Partidos de extrema-direita promovem sistematicamente a desconfiança na ciência e na expertise acadêmica. Seja negando as mudanças climáticas, questionando a eficácia de vacinas ou atacando pesquisas sobre desigualdades sociais, esses movimentos constroem uma narrativa anti-intelectual que visa deslegitimar qualquer conhecimento que contradiga suas pautas políticas.
No Brasil, vimos isso claramente durante a pandemia, quando a extrema-direita atacou sistematicamente as universidades que produziam pesquisas sobre a Covid-19, os institutos que defendiam medidas sanitárias e os cientistas que contradiziam o negacionismo oficial.
A extrema-direita mundial tem promovido tentativas sistemáticas de controlar o que se ensina nas universidades. Nos Estados Unidos, legisladores republicanos têm aprovado leis que proíbem discussões sobre racismo estrutural.

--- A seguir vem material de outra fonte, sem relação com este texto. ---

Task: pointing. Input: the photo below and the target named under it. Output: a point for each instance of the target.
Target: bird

Na Polônia, o governo de extrema-direita restringiu os estudos de gênero.
No Brasil, projetos como o “Escola sem Partido” visavam censurar debates sobre diversidade e direitos humanos.

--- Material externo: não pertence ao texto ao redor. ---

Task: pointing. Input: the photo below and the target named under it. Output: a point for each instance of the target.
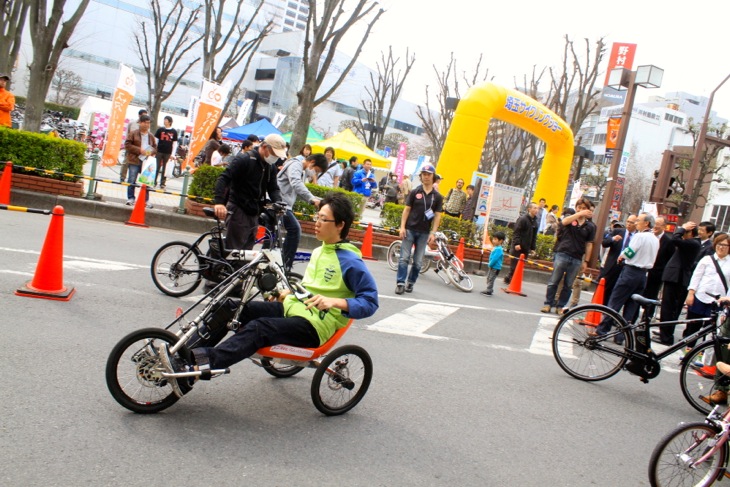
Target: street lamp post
(645, 76)
(698, 150)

Essa interferência direta no currículo acadêmico representa uma violação fundamental da autonomia universitária e um ataque direto à liberdade de cátedra.
Políticos de extrema-direita em todo o mundo utilizam o mesmo discurso para atacar as universidades: a teoria conspiratória do “marxismo cultural” ou “doutrinação esquerdista”.
Essa narrativa, que retrata as universidades como centros de propaganda ideológica, serve para justificar ataques à autonomia acadêmica e à liberdade de pesquisa.
No Brasil, essa retórica foi amplamente utilizada durante o governo Bolsonaro, que chegou a propor a filmagem de aulas universitárias para “combater a doutrinação”.
Trata-se de uma estratégia internacional da extrema-direita para deslegitimar o conhecimento acadêmico independente.
Governos e movimentos de extrema-direita promovem sistematicamente a intimidação de professores, pesquisadores e estudantes.
No Brasil, durante o governo Bolsonaro, docentes foram perseguidos por suas pesquisas, estudantes foram vigiados e denunciados, e o próprio debate acadêmico ficou comprometido pelo clima de medo.
Essa estratégia de intimidação é comum a todos os movimentos de extrema-direita: criar um ambiente de medo que iniba a produção acadêmica crítica e o debate plural.
A extrema-direita promove uma visão estreitamente utilitária da educação superior, defendendo que as universidades devem se concentrar exclusivamente em programas “práticos” voltados aos interesses do mercado.
Essa perspectiva ignora o papel fundamental das universidades na produção de conhecimento básico, na formação de pensadores críticos e na preservação cultural.
Mais importante: essa visão serve aos interesses autoritários, pois universidades focadas apenas na formação técnica são menos propensas a questionar o poder político. E econômico
A defesa das universidades é, fundamentalmente, a defesa da democracia. Universidades livres e autônomas são incompatíveis com projetos autoritários, razão pela qual a extrema-direita as ataca sistematicamente.
É fundamental que a sociedade brasileira compreenda que os ataques às universidades não são uma questão setorial, mas parte de um projeto político mais amplo de enfraquecimento das instituições democráticas.
A experiência internacional mostra que países onde a extrema-direita conseguiu subordinar as universidades aos seus interesses políticos experimentaram um rápido processo de deterioração democrática.
O momento exige que todos os setores democráticos da sociedade se mobilizem em defesa das universidades públicas. Não se trata de defender privilégios corporativos, mas de proteger instituições fundamentais para a manutenção da democracia.
A autonomia universitária não é um luxo acadêmico, mas uma necessidade democrática. Quando a extrema-direita ataca as universidades, está atacando a própria capacidade da sociedade de produzir conhecimento independente e formar cidadãos críticos.